Nada convencidos com os indícios de uma nova espécie, Voss e seus colegas contestam todas essas conclusões. Eles reexaminaram os mesmos dados genéticos usando um método estatístico alternativo e concluíram que as diferenças entre as sequências de DNA são pequenas demais para considerar a pretinha como uma espécie separada.
“Continuo convencido de que não é uma espécie válida”, diz Voss. “A evidência genética é nula.” Ele acredita que a hipótese deveria ser testada usando também o DNA do núcleo das células, além daquele das mitocôndrias já analisado.
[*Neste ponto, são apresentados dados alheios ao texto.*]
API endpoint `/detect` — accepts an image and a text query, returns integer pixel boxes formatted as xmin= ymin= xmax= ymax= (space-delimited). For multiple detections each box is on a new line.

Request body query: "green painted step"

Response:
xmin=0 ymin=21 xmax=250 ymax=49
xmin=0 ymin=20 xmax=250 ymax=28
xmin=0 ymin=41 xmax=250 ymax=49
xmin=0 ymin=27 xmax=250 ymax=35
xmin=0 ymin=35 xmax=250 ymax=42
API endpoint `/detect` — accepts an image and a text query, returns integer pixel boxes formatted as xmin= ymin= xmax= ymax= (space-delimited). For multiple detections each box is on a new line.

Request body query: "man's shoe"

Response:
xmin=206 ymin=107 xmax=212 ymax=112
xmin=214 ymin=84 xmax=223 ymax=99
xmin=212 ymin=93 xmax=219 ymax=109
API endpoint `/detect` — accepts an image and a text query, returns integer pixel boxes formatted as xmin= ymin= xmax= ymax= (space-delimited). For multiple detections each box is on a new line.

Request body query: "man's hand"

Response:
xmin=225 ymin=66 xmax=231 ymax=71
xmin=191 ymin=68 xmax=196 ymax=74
Cozzuol e Santos estão analisando justamente isso no momento, mas já concluíram que não é possível distinguir nenhuma espécie de anta sul-americana pelos genes de DNA de núcleo normalmente usados como marcadores nesse tipo de estudo, o que significa que precisarão buscar por diferenças em sequências de DNA nuclear menos conhecidas. “Os argumentos dele não se sustentam e vão além das exigências razoáveis”, diz Cozzuol. “Não tenho dúvida de que poderíamos ter feito melhor, mas outras espécies já foram descritas recentemente com muito menos detalhes e informações.”
“A evidência etnográfica também não me convence”, afirma Voss. “Indígenas amazônicos rotineiramente superdiferenciam os animais grandes que caçam.” Para defender esse ponto, Cozzuol teve ajuda do etnozoólogo Hugo Fernandes-Ferreira, que deve concluir neste ano uma tese de doutorado na Universidade Federal da Paraíba sobre a história da caça a animais silvestres no Brasil. Fernandes-Ferreira explica que a superdiferenciação a que Voss se refere é a tendência de povos indígenas a darem nomes diferentes para animais que identificam com aparência diferente, mas que na verdade são apenas variações dentro de uma mesma espécie.
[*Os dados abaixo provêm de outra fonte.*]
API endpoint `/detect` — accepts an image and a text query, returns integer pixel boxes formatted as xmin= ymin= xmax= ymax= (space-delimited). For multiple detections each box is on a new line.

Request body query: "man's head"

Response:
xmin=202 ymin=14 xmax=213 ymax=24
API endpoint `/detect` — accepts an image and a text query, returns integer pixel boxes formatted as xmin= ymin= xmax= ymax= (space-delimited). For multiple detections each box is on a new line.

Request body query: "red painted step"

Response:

Fernandes-Ferreira também encontrou registros históricos de caçadores e naturalistas mencionando duas espécies de antas no Brasil. O mais antigo é de 1794, no qual naturalista brasileiro Alexandre Rodrigues Ferreira relata à coroa portuguesa a existência de duas espécies de anta na província do Grão-Pará, onde atualmente fica o estado do Amazonas.
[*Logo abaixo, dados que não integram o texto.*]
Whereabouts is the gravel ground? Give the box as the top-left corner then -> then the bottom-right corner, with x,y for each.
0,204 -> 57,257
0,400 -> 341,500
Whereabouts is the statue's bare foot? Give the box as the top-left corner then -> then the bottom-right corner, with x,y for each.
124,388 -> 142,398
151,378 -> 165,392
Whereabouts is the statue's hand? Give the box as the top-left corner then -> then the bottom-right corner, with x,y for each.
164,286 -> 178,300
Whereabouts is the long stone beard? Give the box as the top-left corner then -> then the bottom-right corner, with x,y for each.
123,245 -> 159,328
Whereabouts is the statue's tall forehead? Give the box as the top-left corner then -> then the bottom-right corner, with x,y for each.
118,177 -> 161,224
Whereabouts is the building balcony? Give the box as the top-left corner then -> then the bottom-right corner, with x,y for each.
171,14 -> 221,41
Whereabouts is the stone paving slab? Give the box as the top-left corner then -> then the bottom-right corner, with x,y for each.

Outro relato histórico importante é o do presidente norte-americano Theodore Roosevelt, que menciona em suas memórias da visita ao Brasil em 1912 ter caçado no Mato Grosso uma anta, “um macho muito menor do que o outro que matei” e que “os caçadores disseram ser de um tipo diferente”.
As antas abatidas por Roosevelt foram doadas ao AMNH e analisadas pelo zoólogo Joel Allen, em 1914, que considerou o animal menor apenas como uma variação da T. terrestris. “Tivemos acesso às medidas desse exemplar e elas batem perfeitamente com o que esperamos da T. kabomani”, diz Cozzuol.